7. Add the grated raw mango followed by turmeric powder and salt.
8. Cook in low fire until the oil separates, remove from flame.
9. Break up the cooked and cooled rice and blend it with the cooked mango.
10. Enjoy the hot mango rice with raita or plain curd ,papad or chips as you wish.
The bees hovering over the flowers, the butterflies fluttering around and the birds which flew in and out of the tree cover, were all celebrating Spring. I could view a koel which landed on a branch, and it started to hum a sweet tune.
The age old story goes that the mute koel finds its voice only after eating the mango flowers. It could have been the imaginative expression of the poets of yore, but it is true that the bird is heard during the mango season.
I remember the time when we had a great time mimicking the stupid koels. The five of us – the four siblings and the koel – would go on and on and on with the kuhooo, kuhooo,kuhooo,until the song reached a high tempo as the decibels increased. We alternated with the koel one by one ,taking turns, for a long time, until finally the pleasing song ended up with the hysteric shrieks of the duped koel..
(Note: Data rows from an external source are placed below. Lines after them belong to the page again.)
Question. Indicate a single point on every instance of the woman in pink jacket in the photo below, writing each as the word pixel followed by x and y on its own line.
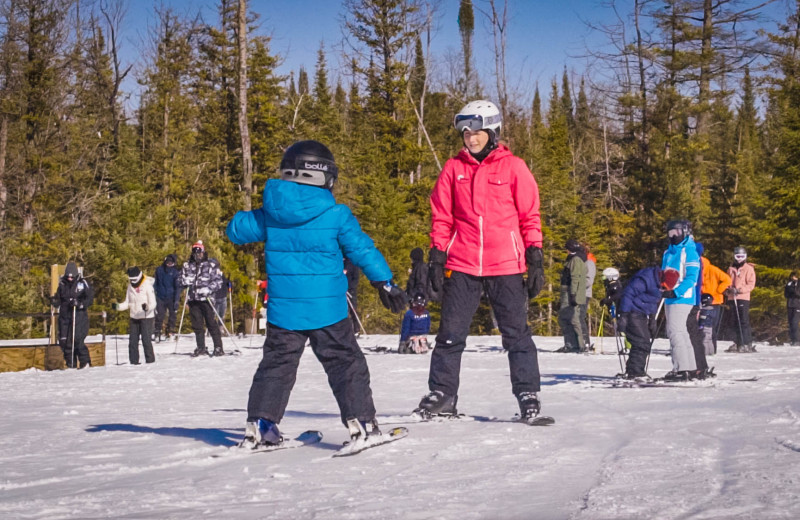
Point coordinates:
pixel 743 281
pixel 485 233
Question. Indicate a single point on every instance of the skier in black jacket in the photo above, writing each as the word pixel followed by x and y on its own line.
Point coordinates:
pixel 168 294
pixel 73 296
pixel 637 318
pixel 792 294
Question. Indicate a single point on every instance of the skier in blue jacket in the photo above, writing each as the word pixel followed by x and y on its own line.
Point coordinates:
pixel 306 234
pixel 682 260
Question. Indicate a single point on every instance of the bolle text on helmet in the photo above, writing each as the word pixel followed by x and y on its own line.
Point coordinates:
pixel 316 166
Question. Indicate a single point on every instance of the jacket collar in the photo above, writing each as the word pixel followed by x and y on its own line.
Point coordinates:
pixel 498 153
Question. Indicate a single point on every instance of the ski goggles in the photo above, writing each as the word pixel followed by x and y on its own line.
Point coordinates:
pixel 473 122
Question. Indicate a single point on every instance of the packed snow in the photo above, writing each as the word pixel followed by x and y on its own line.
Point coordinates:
pixel 124 441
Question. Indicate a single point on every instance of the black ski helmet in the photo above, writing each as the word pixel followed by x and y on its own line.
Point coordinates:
pixel 309 162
We were very patient when it came to waiting for the mango flowers to turn into small mangoes. But we were definitely not willing to wait until it reached its full growth. We ganged up under the tree and pelted stones at the baby mangoes which dropped down unable to withstand our attack. While two of us picked up the tiny mangoes, the other two sneaked into the kitchen to fetch chilly powder and salt.
Mother was against us eating raw mangoes since she feared that it would trigger the onset of heat boils in our body. Hence we took refuge under the green canopy of the mango tree on our terrace, where the tree had extended its branches. We savored the bitter sour mangoes with chilly powder and salt, as we laughed about each others distorted facial expressions caused by the unique taste.
There were occasions when we got caught and reprimanded or even beaten up for having broken the glass of a window or the glass dome on the lamp post which stood in the garden in our endeavor to secure the tiny mangoes.
All the houses in our locality had many or at least one mango tree in their respective gardens. It had become a customary friendly gesture to exchange mangoes with pleasantries among the neighbors during the mango season. Thus our house was flooded with all varieties of mangoes, gifted as well as our own,
Mother and grand mother had a hectic time sorting and segregating them for different purposes. Some were packed up in hay and stored away for ripening, some were used in different types of pickles. Some were diced, salted and sun dried for future use. Mother even made jam out of a few, which we enjoyed with our dosas and rotis.
We were never tired of the mango rice which mother prepared every other day until the mango season lasted.
Here is a simple method of preparing a delicious mango rice which I would like to share.
MANGO RICE
Ingredients :
Rice – 250 gms/1 cup
Medium size raw mango – 1
Asafetida - 1 pinch
Red chillies - 6-8
Ground nuts – 50 gms
Turmeric powder – 1 pinch
Mustard seeds – ¼ tsp
Black gram dal – 1 tsp
Bengal gram dal – 1tsp
Salt - 1 ½ tsp or to taste
Curry leaves – a few
Cooking oil – 2 to 3 tbsps
Method :
1. Cook rice with enough water and cool it.
2. Heat oil in a pan. and add asafetida.
3. Add mustard seeds and let it splutter.
4. Add black gram dal and Bengal gram dal and roast till golden in colour.
5. Add ground nuts and roast until it cracks.
6. Add red chillies and curry leaves and toss for one more minute.
7. Add the grated raw mango followed by turmeric powder and salt.
8. Cook in low fire until the oil separates, remove from flame.
9. Break up the cooked and cooled rice and blend it with the cooked mango.
10. Enjoy the hot mango rice with raita or plain curd ,papad or chips as you wish.